After tossing federal vaccination guidelines this week in favor of a mostly age-based vaccine rollout, Gov. Ned Lamont took the plan to a sympathetic audience Wednesday night during a virtual meeting with the Connecticut AARP.
Lamont announced Monday his plan to abandon Centers for Disease Control guidelines and continue to make residents eligible for COVID-19 vaccination based on their age. He had previously suggested frontline workers and people with certain pre-existing medical conditions would be among the next vaccinated.
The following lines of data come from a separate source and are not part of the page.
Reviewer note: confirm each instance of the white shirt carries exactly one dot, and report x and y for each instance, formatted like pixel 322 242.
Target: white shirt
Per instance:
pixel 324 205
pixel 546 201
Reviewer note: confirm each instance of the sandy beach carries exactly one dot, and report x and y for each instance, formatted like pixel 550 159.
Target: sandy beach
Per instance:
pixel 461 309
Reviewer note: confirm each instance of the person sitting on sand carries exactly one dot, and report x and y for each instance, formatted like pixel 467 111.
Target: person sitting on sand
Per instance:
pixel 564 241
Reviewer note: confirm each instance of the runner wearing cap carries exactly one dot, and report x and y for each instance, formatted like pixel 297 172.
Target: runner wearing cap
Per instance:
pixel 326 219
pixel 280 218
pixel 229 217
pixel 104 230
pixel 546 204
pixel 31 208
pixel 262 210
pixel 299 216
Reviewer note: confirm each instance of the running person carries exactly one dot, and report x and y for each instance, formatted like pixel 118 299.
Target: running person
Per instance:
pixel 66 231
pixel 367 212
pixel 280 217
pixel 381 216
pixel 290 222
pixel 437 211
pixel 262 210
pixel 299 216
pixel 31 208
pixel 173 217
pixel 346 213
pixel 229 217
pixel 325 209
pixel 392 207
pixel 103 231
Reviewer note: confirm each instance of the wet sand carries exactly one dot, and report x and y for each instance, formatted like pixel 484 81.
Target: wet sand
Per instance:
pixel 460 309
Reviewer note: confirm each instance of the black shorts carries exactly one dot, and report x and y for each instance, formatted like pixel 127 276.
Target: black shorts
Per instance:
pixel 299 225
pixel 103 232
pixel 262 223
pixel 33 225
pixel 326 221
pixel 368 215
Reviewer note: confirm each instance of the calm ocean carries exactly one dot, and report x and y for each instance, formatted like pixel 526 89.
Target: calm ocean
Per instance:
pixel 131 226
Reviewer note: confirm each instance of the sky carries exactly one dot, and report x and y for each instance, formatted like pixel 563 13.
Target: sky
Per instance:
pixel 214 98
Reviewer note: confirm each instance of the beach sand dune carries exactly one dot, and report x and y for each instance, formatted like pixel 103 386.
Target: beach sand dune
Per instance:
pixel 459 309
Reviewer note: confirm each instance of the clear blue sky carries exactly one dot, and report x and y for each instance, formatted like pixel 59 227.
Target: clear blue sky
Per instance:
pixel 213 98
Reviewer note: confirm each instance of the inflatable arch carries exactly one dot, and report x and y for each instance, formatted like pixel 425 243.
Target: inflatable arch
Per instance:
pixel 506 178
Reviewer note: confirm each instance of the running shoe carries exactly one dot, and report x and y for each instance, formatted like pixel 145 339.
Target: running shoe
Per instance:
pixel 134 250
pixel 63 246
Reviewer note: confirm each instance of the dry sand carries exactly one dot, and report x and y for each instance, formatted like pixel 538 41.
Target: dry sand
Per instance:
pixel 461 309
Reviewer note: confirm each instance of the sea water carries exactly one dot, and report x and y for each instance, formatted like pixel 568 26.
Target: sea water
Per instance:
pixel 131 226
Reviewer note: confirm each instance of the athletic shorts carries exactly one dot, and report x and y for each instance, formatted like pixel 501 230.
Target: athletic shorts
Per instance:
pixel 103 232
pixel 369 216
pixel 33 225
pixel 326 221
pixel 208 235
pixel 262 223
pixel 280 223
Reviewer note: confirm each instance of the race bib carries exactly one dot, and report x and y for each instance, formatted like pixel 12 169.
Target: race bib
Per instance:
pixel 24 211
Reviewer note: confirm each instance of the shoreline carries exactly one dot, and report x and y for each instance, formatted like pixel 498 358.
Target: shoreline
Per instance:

The new plan will give preference to residents aged 55 years and older as of March 1 and will expand to include younger age brackets in roughly three-week intervals. Educators and child care providers will become eligible through dedicated clinics starting as soon as next week.
Lamont, who at 67 took his first shot of the vaccine last week, explained his reasoning to AARP members during an event on Facebook.
“This is the group, as I’ve said, who are the most vulnerable — we are the group most vulnerable,” the governor said. “We are the group that are much more likely … to suffer complications because we’re much more likely to have what they call comorbidities, other issues.”
Lamont maintains that the age-based approach simplifies the process and enables the state to roll the vaccine out as quickly as possible. But it was a disappointment to younger residents with illnesses and disabilities, as well as frontline workers who could not stay home through the worst of the pandemic.
Those folks were on the minds of AARP members Wednesday night.
“How do you address people like the Connecticut bus driver or the grocery store clerk or a young person with possibly a heart condition who had been led to believe they were going to be vaccinated at this point?” Win Heimer asked Lamont. “How do you respond to them?”
The governor said the CDC list of essential workers and comorbid medical conditions was so broad that it amounted to about half of Connecticut’s adult population. He said states that have tried to roll the vaccine out on such an expansive basis have run into trouble.
“You saw websites crashing and long lines in Florida and nothing at the end of that line. We just thought that was not the appropriate way to go,” Lamont said. “By the way, even if you are on that list in, say, New York, it’s going to take you two months before you can get that appointment.”
The Connecticut AARP represents more than 600,000 residents over the age of 50 years old. Its state director, Nora Duncan, has been supportive of Lamont’s new rollout policy, tweeting Monday that 95% of COVID-related deaths have been of people 50 and above.
“There is one really big determining factor of being very ill and dying from COVID-19 and it is age,” Duncan said during Wednesday’s virtual meeting.
Other advocacy groups were less supportive. The Arc of Connecticut, an organization representing people with intellectual and developmental disabilities, emailed supporters Wednesday urging them to contact elected representatives and oppose the age-based guidelines.
“As a result of the Governor’s arbitrary decision, many people with intellectual and developmental disabilities will now have to wait longer for their opportunity for a vaccine. This sudden abandonment of a reasoned, science-based approach to vaccination, is as unexpected as it is disappointing,” they wrote in the email.
Lamont seems committed to the new guidelines, which he said should at least give residents who expected to be in the next phase a clear expectation of when they will become eligible. After opening up to people over 55 on March 1, the state plans to expand eligibility to the 45-to-54 age group by March 22, and the 35-to-44 age group starting April 12. Lamont said he expects that everyone over 16 will be eligible on May 3.
“It’s a promise that we hope to be able to keep,” he said.